Amor livre? Como se o amor fosse outra coisa que não livre! O homem comprou
cérebros, mas todos os milhões no mundo falharam em comprar o amor. O homem
subjugou os corpos, mas todo o poder na terra foi incapaz de subjugar o amor. O
homem conquistou nações inteiras, mas todos os seus exércitos não puderam
conquistar o amor. O homem acorrentou e agrilhoou o espírito, mas tem sido
absolutamente indefeso diante do amor. Do alto de um trono, com todo esplendor e
pompa que o ouro pode comandar, os homens são ainda pobres e desolados se o
amor os perpassa. Mas quando fica, o casebre mais pobre irradia calor, cor e vida. E
assim, o amor possui o poder mágico para fazer de um mendigo um rei. Sim, o amor
é livre; não pode habitar outra atmosfera. Em liberdade se dá sem reservas,
abundantemente, completamente. Todas as leis nos estatutos, todos os tribunais do
universo, não podem arrancá-lo do solo, uma vez que o amor tenha fincado raízes.
Entretanto, se o solo é estéril, como o casamento poderia fazê-lo fruir? É feito a
última luta desesperada da vida breve contra a morte.
O amor não precisa de proteção; já é sua própria proteção. Tão logo vidas sejam
geradas pelo amor, nenhuma criança é desertada, passa fome ou vontade de
afeição. Que isto é verdade, eu o sei. Conheço mulheres que se tornaram mães em
liberdade dos homens que amaram. Poucas crianças na relação aproveitam o
cuidado, a proteção, a devoção que a maternidade livre é capaz de conferir.
Ibsen deve ter vislumbrado uma mãe livre, quando, num golpe de mestre, retratou
Ms. Alving3. Ela foi uma mãe ideal por superar o casamento e todos os seus
horrores, por quebrar suas correntes, e libertar o espírito para voar, até que uma
personalidade, regenerada e forte, lhe retornasse. Ai! Foi demasiado tarde para
recuperar sua alegria de viver, seu Oswald; mas não demasiado tarde para
compreender que o amor em liberdade é a única condição para uma vida bela.
Aquelas que, feito Ms. Alving, que pagaram com sangue e lágrimas por seu
despertar espiritual, repudiam o casamento como uma imposição, uma pilhéria baixa
e sem graça.
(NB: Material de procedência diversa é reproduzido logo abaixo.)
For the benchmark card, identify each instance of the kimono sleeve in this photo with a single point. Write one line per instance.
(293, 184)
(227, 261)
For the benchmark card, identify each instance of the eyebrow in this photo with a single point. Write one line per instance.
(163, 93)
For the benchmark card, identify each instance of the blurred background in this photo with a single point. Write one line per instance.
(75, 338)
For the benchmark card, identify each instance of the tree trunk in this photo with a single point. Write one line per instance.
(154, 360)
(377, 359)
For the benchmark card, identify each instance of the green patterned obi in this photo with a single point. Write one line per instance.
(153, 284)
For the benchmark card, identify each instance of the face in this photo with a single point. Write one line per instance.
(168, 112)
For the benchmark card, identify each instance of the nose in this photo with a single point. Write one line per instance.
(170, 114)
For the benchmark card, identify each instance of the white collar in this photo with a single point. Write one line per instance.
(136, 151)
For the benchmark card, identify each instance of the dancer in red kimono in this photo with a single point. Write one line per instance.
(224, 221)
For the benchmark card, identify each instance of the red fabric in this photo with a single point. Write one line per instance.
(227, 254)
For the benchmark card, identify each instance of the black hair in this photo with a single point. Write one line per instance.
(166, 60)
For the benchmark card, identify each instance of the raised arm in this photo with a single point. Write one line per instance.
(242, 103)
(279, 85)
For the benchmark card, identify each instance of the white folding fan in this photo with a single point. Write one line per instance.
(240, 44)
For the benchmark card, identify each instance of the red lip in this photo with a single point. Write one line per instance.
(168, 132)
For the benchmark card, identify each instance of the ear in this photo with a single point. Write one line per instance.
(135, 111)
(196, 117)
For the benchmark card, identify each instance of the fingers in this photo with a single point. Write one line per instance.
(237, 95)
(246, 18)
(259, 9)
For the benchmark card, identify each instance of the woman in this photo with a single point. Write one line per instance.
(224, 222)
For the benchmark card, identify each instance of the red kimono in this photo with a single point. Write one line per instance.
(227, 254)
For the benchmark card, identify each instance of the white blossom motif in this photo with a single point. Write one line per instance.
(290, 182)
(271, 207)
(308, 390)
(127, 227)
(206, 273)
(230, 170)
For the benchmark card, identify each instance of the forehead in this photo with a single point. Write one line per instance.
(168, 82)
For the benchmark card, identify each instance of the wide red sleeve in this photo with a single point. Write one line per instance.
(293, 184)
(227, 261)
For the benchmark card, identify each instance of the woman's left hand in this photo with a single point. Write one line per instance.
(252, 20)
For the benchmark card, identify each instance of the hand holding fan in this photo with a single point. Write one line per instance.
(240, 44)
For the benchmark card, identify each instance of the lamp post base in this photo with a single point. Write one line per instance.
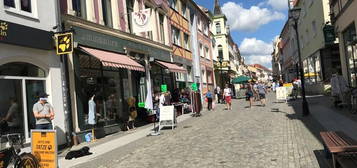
(305, 108)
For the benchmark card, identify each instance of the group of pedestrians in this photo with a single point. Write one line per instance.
(256, 92)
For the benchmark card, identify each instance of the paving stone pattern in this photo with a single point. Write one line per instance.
(241, 138)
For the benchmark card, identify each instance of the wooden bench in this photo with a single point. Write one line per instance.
(342, 148)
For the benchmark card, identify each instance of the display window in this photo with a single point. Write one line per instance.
(20, 84)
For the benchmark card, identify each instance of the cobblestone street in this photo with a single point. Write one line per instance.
(260, 137)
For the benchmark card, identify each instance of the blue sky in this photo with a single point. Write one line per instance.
(254, 24)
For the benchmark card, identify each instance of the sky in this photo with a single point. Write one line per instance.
(254, 24)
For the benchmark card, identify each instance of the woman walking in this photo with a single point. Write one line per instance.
(228, 97)
(250, 93)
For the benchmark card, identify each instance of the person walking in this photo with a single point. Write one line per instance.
(218, 93)
(228, 97)
(209, 99)
(262, 92)
(43, 112)
(250, 93)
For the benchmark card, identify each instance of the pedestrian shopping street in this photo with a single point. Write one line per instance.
(260, 137)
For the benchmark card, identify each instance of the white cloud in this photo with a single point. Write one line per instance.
(278, 4)
(251, 19)
(256, 51)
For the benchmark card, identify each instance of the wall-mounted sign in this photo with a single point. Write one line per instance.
(64, 43)
(163, 88)
(17, 34)
(44, 147)
(141, 20)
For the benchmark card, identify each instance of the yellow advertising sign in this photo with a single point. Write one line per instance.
(64, 43)
(44, 147)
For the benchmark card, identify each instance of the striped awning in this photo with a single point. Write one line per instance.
(172, 67)
(115, 60)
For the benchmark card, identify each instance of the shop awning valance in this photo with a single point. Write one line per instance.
(172, 67)
(110, 59)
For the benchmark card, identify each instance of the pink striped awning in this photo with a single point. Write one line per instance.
(110, 59)
(172, 67)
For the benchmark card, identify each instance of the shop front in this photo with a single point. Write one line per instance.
(28, 68)
(111, 65)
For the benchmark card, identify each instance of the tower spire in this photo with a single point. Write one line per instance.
(217, 8)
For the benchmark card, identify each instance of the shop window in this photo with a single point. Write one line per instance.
(19, 90)
(107, 13)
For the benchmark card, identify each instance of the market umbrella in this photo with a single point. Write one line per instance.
(241, 79)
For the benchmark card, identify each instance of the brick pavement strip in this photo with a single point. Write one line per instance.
(241, 138)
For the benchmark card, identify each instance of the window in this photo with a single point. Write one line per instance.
(107, 13)
(349, 39)
(314, 28)
(176, 36)
(187, 41)
(80, 7)
(162, 30)
(218, 28)
(184, 9)
(22, 7)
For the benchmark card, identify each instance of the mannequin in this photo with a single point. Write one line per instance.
(91, 115)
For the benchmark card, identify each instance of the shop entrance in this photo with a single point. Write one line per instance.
(20, 84)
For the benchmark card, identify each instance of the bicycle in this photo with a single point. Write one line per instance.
(11, 157)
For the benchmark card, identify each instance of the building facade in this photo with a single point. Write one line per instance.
(29, 64)
(117, 56)
(343, 17)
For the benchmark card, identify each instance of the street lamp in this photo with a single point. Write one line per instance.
(294, 15)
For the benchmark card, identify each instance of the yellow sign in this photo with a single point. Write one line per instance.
(64, 43)
(44, 147)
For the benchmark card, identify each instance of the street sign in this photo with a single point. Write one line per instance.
(64, 43)
(163, 88)
(44, 147)
(194, 86)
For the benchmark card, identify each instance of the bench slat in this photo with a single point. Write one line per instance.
(347, 161)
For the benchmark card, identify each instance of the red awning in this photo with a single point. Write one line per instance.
(110, 59)
(172, 67)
Elas sabem que só o amor é, quer dure um breve espaço de tempo ou
pela eternidade, a única base criativa, inspiradora e elevada para uma nova raça e
para um novo mundo.
Em nosso presente estado pigmeu, para a maioria das pessoas, o amor é, de fato,
um estranho. Incompreendido e evitado, raramente finca raízes, e se o faz, tão logo
seca e morre. Suas fibras delicadas não aturam o stress e a tensão do cotidiano
maçante. Sua alma é complexa demais para ajustar-se à trama viscosa de nosso
tecido social. Ele chora e geme e sofre com aqueles que precisam dele, mas faltam
da capacidade de elevar-se ao cume do amor.
Notas do Tradutor:
3. Ms. Alving é personagem de Ibsen na obra “Ghost”, uma análise desta obra e
desta personagem encontra-se em livro já mencionado. N. do T.
Texto original: GOLDMAN, Emma. “Marriage and love” in: Anarchism and Other
Essays. New York: Dover Publications, 1969. p. 227.